Netflix is overflowing with new material. From original films to television shows under the swell of flashy advertising, it’s difficult to choose which program to watch.
“Russian Doll” is one of the television shows that rises above the tsunami of content. Unlike some programs which feel like a chore to watch, “Russian Doll” is a delightful breath of fresh air. With only eight episodes at 30 minutes each, you’ll be begging for more at the finale.
“Russian Doll” stars a fabulous Natasha Lyonne (“Orange is the New Black”) as a snarky, substance obsessed New York hipster who continues to die and wake up at her birthday party. The show is a mélange of genres and inspirations, from “Groundhog Day” to fantasy to buddy comedy. Yet, it works and never grows boring despite the repeated birthday party and events of the same day.
Created and produced by Leslye Headland (writer of “Bachelorette” and “Sleeping with Other People”), Natasha Lyonne and Amy Poehler, the comedy flourishes from the humor all three women honed throughout their careers. The fantasy aspect, however, adds an ominous tone to the show as Lyonne wonders whether she’ll be able to make it out of this time loop alive. “Russian Doll” is Headland’s first television directorial debut and the show fully advances her previous, already skilled work.
One of the elements that makes “Russian Doll” so original is it’s fully developed cast of characters. Standout cast members include Greta Lee, Rebecca Henderson and Chloe Sevigny. Without giving anything away, the addition of Charlie Barnett’s character adds a much needed twist to the story, which doesn’t gain momentum until episode three. But stick with it, because the unpredictability of the latter episodes utilize the time loop genre to its full, experimental extent.

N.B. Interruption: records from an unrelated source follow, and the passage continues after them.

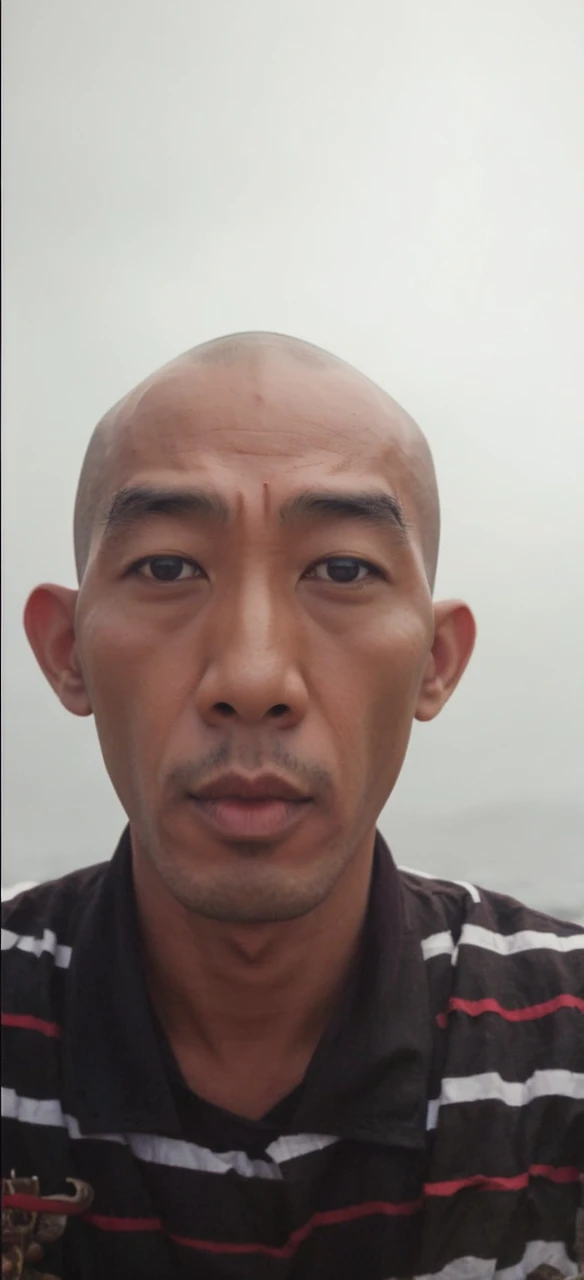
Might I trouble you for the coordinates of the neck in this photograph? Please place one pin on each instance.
(258, 996)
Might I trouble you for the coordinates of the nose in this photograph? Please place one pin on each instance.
(251, 672)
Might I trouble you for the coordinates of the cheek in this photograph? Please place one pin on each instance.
(138, 686)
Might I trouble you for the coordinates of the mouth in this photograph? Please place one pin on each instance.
(241, 817)
(245, 808)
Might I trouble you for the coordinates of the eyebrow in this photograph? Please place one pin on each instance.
(132, 506)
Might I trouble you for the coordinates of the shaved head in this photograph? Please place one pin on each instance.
(268, 353)
(256, 535)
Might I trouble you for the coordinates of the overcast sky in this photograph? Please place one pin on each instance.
(398, 181)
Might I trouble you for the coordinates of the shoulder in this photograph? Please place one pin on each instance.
(466, 923)
(39, 926)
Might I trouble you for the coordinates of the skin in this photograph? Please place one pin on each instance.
(259, 657)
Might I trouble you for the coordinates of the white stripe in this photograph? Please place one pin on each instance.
(489, 1086)
(525, 940)
(46, 1111)
(538, 1252)
(188, 1155)
(501, 944)
(37, 946)
(437, 945)
(168, 1151)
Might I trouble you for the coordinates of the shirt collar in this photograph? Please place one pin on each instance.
(368, 1077)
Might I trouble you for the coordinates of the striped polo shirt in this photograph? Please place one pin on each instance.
(438, 1130)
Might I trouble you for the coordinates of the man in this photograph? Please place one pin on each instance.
(267, 1050)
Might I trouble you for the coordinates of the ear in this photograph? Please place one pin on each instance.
(49, 622)
(455, 632)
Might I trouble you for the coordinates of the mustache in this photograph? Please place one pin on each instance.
(191, 775)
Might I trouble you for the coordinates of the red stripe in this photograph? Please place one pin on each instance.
(474, 1008)
(123, 1224)
(336, 1216)
(329, 1217)
(566, 1174)
(31, 1024)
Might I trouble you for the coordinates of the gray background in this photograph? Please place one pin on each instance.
(398, 181)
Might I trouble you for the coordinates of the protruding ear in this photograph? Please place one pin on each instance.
(49, 622)
(454, 641)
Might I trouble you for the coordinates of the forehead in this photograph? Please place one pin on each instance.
(263, 419)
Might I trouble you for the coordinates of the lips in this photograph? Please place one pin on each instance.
(249, 808)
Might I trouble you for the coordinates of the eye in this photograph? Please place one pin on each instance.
(343, 570)
(167, 568)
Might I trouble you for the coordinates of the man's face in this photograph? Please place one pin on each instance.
(251, 641)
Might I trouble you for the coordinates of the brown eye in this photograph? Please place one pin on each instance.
(167, 568)
(342, 570)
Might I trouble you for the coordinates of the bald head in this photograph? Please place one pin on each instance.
(269, 359)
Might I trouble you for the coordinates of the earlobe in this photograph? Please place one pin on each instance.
(454, 641)
(49, 624)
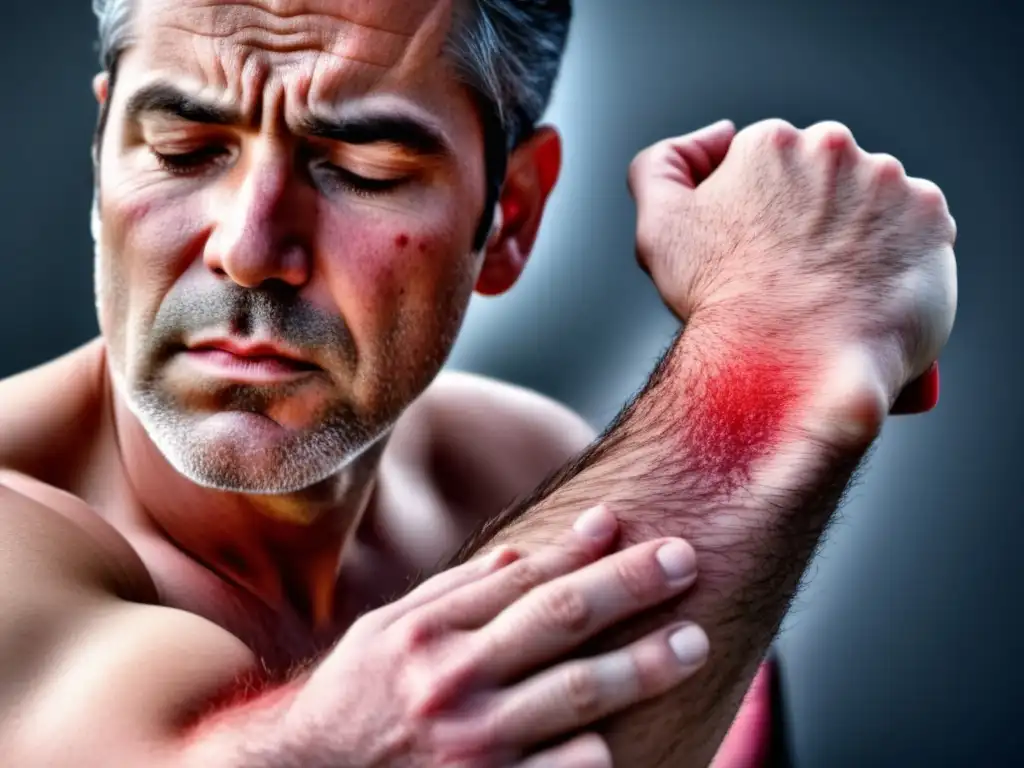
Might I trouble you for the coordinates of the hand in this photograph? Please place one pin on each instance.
(472, 669)
(801, 236)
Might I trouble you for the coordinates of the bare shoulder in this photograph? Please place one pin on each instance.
(48, 414)
(484, 442)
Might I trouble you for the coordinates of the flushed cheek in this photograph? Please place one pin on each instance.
(403, 291)
(148, 243)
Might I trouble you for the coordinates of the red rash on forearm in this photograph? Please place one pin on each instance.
(738, 413)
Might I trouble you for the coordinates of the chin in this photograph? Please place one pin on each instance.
(244, 452)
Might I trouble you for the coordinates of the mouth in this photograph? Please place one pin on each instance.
(257, 364)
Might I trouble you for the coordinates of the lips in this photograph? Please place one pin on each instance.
(261, 352)
(254, 363)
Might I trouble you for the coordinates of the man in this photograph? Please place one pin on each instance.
(211, 506)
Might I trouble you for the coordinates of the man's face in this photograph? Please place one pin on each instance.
(289, 178)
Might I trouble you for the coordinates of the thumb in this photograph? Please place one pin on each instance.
(684, 161)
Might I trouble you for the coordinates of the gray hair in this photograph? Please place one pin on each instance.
(508, 52)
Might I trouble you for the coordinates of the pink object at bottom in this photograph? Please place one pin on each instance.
(748, 744)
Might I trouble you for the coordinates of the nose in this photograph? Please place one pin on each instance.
(261, 227)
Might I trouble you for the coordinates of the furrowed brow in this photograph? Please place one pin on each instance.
(164, 98)
(414, 135)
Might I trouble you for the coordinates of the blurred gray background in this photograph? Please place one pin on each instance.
(904, 647)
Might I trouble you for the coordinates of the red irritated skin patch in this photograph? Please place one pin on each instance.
(248, 694)
(739, 412)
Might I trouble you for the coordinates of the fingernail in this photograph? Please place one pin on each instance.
(678, 560)
(690, 645)
(596, 523)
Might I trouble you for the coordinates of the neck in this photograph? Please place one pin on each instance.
(286, 550)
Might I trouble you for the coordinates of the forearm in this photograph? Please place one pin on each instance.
(734, 445)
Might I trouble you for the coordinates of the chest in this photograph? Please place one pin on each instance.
(391, 551)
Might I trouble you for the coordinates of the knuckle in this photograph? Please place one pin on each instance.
(563, 607)
(830, 137)
(637, 574)
(583, 693)
(929, 195)
(525, 577)
(886, 168)
(414, 634)
(776, 133)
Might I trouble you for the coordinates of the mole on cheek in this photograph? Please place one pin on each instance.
(739, 412)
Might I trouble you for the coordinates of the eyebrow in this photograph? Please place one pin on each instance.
(164, 98)
(410, 133)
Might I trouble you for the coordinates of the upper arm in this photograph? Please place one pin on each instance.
(87, 677)
(495, 441)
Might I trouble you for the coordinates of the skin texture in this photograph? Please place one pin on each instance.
(156, 487)
(263, 235)
(865, 255)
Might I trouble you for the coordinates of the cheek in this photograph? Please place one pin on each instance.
(402, 287)
(145, 242)
(389, 270)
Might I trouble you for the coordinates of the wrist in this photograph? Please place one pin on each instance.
(784, 379)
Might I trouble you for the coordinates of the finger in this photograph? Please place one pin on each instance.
(449, 581)
(557, 617)
(684, 160)
(588, 751)
(475, 604)
(578, 693)
(921, 395)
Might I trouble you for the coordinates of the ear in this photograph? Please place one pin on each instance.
(532, 172)
(100, 87)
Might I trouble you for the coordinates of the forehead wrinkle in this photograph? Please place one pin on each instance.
(251, 40)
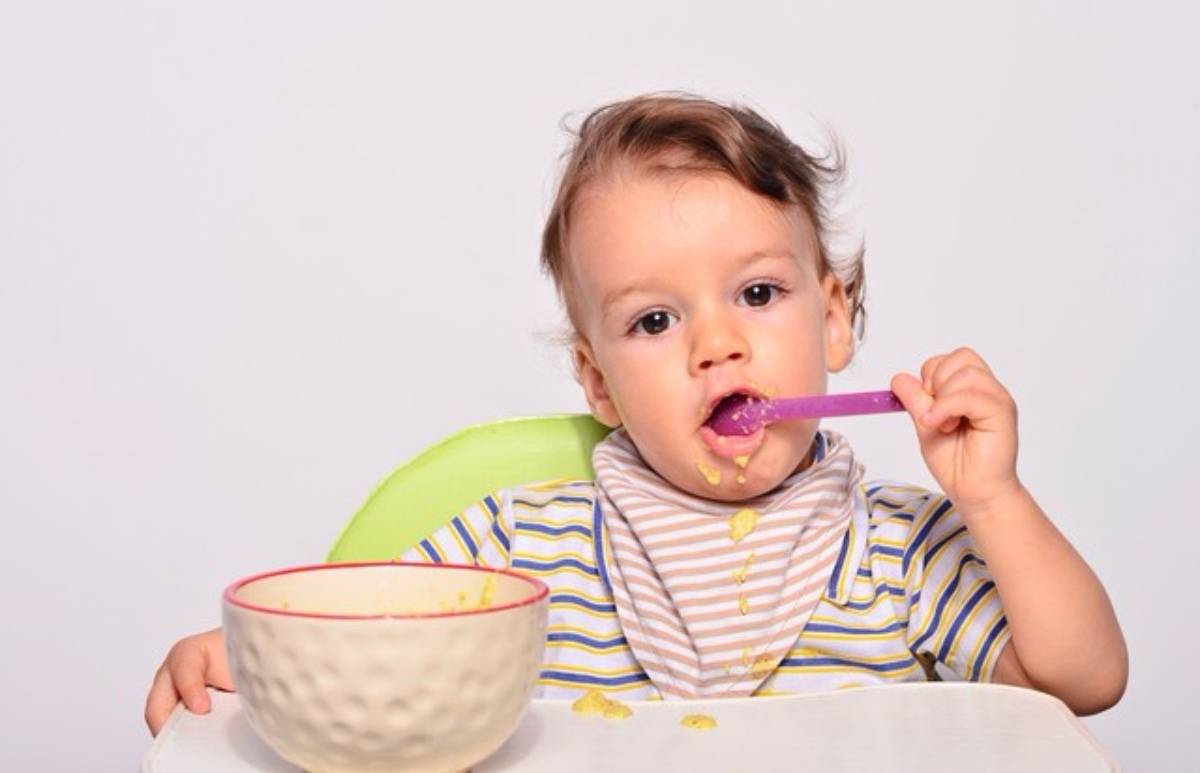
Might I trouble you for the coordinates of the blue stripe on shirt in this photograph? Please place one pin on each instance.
(977, 667)
(472, 549)
(553, 531)
(964, 612)
(561, 498)
(894, 665)
(570, 598)
(598, 540)
(587, 678)
(595, 643)
(543, 565)
(923, 534)
(942, 601)
(431, 552)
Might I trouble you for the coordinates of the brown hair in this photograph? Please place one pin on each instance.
(682, 132)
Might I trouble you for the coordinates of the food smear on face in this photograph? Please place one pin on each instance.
(699, 721)
(595, 702)
(739, 574)
(742, 523)
(712, 475)
(767, 391)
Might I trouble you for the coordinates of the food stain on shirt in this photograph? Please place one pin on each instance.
(595, 702)
(697, 721)
(739, 575)
(762, 664)
(712, 475)
(742, 523)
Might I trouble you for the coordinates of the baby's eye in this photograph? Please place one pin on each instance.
(653, 323)
(760, 294)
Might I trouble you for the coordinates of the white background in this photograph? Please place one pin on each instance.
(253, 255)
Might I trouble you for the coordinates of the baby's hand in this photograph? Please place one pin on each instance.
(191, 665)
(966, 424)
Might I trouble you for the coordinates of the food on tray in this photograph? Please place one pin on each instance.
(699, 721)
(595, 702)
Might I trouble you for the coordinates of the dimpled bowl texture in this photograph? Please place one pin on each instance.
(385, 666)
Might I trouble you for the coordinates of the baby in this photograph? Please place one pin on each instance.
(689, 244)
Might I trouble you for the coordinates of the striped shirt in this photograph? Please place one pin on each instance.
(907, 588)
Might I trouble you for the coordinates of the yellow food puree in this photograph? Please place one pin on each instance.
(712, 475)
(699, 721)
(742, 523)
(594, 702)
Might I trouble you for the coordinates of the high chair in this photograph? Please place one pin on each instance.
(447, 478)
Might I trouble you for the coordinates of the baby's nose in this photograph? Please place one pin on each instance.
(718, 346)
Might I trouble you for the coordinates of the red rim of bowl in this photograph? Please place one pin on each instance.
(540, 591)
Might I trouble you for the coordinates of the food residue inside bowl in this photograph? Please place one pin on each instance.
(487, 593)
(597, 702)
(460, 603)
(697, 721)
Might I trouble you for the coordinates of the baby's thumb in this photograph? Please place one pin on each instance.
(915, 399)
(187, 672)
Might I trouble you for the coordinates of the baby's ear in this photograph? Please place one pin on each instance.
(594, 388)
(839, 330)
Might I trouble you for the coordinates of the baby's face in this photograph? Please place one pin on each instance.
(689, 287)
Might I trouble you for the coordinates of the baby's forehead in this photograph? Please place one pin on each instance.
(700, 213)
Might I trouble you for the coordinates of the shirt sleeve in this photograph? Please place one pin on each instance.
(480, 535)
(954, 611)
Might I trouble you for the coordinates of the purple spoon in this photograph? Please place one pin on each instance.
(744, 415)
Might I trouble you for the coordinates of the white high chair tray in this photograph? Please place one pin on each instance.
(919, 727)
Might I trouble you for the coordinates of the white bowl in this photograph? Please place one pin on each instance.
(385, 666)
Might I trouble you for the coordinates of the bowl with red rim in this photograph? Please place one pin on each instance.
(385, 666)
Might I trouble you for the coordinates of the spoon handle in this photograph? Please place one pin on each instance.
(823, 406)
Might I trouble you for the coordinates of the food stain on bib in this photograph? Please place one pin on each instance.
(739, 575)
(742, 523)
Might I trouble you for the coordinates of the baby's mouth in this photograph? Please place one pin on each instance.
(729, 406)
(730, 445)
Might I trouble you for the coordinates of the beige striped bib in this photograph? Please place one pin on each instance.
(711, 594)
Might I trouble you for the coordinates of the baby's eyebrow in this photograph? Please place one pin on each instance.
(769, 253)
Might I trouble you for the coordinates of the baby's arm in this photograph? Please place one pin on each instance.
(1066, 639)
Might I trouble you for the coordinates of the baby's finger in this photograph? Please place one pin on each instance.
(979, 408)
(913, 397)
(928, 370)
(970, 377)
(187, 671)
(160, 701)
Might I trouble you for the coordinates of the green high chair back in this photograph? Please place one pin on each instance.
(424, 493)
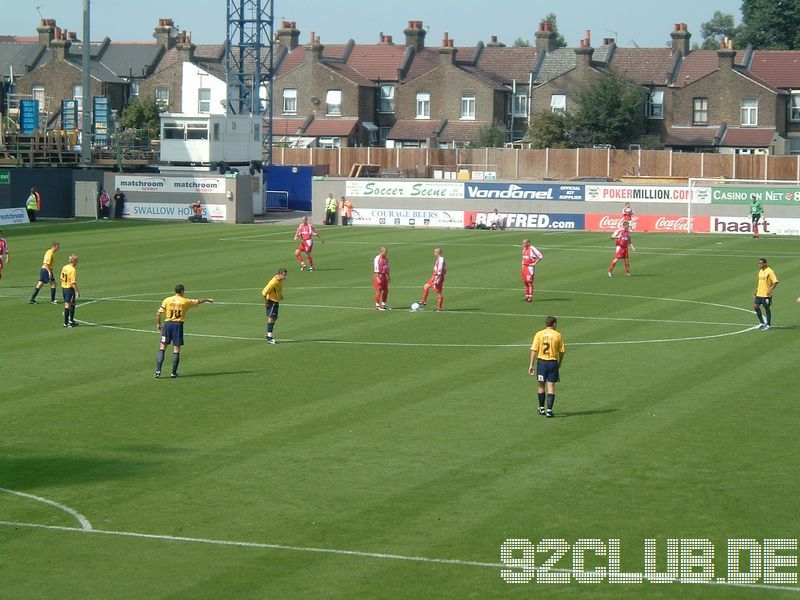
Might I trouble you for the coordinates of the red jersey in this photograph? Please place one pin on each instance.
(380, 265)
(305, 232)
(530, 256)
(623, 238)
(439, 267)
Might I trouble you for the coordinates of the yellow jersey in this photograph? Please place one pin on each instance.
(175, 308)
(47, 261)
(274, 290)
(69, 277)
(766, 279)
(548, 344)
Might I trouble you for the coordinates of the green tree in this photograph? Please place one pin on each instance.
(770, 24)
(720, 26)
(560, 42)
(549, 130)
(492, 136)
(142, 115)
(610, 111)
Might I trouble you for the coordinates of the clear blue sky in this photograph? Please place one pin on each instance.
(647, 23)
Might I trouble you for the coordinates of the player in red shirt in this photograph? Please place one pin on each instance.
(623, 237)
(627, 213)
(436, 281)
(380, 268)
(306, 234)
(530, 256)
(3, 253)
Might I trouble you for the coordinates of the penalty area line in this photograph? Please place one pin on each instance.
(334, 551)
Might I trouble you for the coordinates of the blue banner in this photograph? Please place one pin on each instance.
(522, 191)
(519, 220)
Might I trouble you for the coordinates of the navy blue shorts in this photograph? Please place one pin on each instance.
(761, 301)
(547, 370)
(172, 333)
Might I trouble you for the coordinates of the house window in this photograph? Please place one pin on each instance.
(468, 105)
(387, 99)
(700, 111)
(333, 103)
(162, 98)
(794, 107)
(38, 94)
(749, 112)
(558, 104)
(655, 105)
(423, 105)
(290, 101)
(383, 133)
(204, 100)
(329, 142)
(520, 105)
(77, 95)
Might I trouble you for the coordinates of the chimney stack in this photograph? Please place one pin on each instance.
(584, 52)
(493, 43)
(681, 39)
(314, 48)
(726, 53)
(415, 35)
(46, 31)
(288, 35)
(185, 47)
(447, 54)
(164, 33)
(545, 38)
(60, 45)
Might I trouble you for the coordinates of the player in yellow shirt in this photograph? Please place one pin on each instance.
(273, 294)
(174, 308)
(767, 280)
(69, 290)
(46, 274)
(548, 349)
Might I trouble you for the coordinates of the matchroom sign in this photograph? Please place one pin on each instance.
(156, 184)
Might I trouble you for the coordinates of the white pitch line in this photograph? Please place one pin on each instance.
(457, 313)
(333, 551)
(83, 521)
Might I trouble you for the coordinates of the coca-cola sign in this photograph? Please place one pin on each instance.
(672, 224)
(643, 223)
(611, 223)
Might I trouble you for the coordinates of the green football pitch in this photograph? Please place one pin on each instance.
(392, 454)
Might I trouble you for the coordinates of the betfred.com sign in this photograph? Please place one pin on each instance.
(406, 217)
(654, 223)
(515, 220)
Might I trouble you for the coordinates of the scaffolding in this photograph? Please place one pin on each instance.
(249, 62)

What starts as a satire of hipster culture and a comedic character study ultimately evolves into insightful ruminations about mental health, suicide and fate. While the pill popping, orgy obsessed birthday party Lyonne starts at appears exciting in the first few episodes, after a while it seems pointless in the grand scheme of life. This is the creator’s intention, as the show reveals Lyonne’s mental health struggles and how her character hides behind drugs and sex to cope with trauma.
“Russian Doll” advances the genre of the time loop, unlike this month’s theatrical flop “Happy Death Day 2U.” It’s one the rare shows that mixes pure entertainment with philosophical trajectories. So stay on your couch this cold season instead of going out to the cinema to binge “Russian Doll.”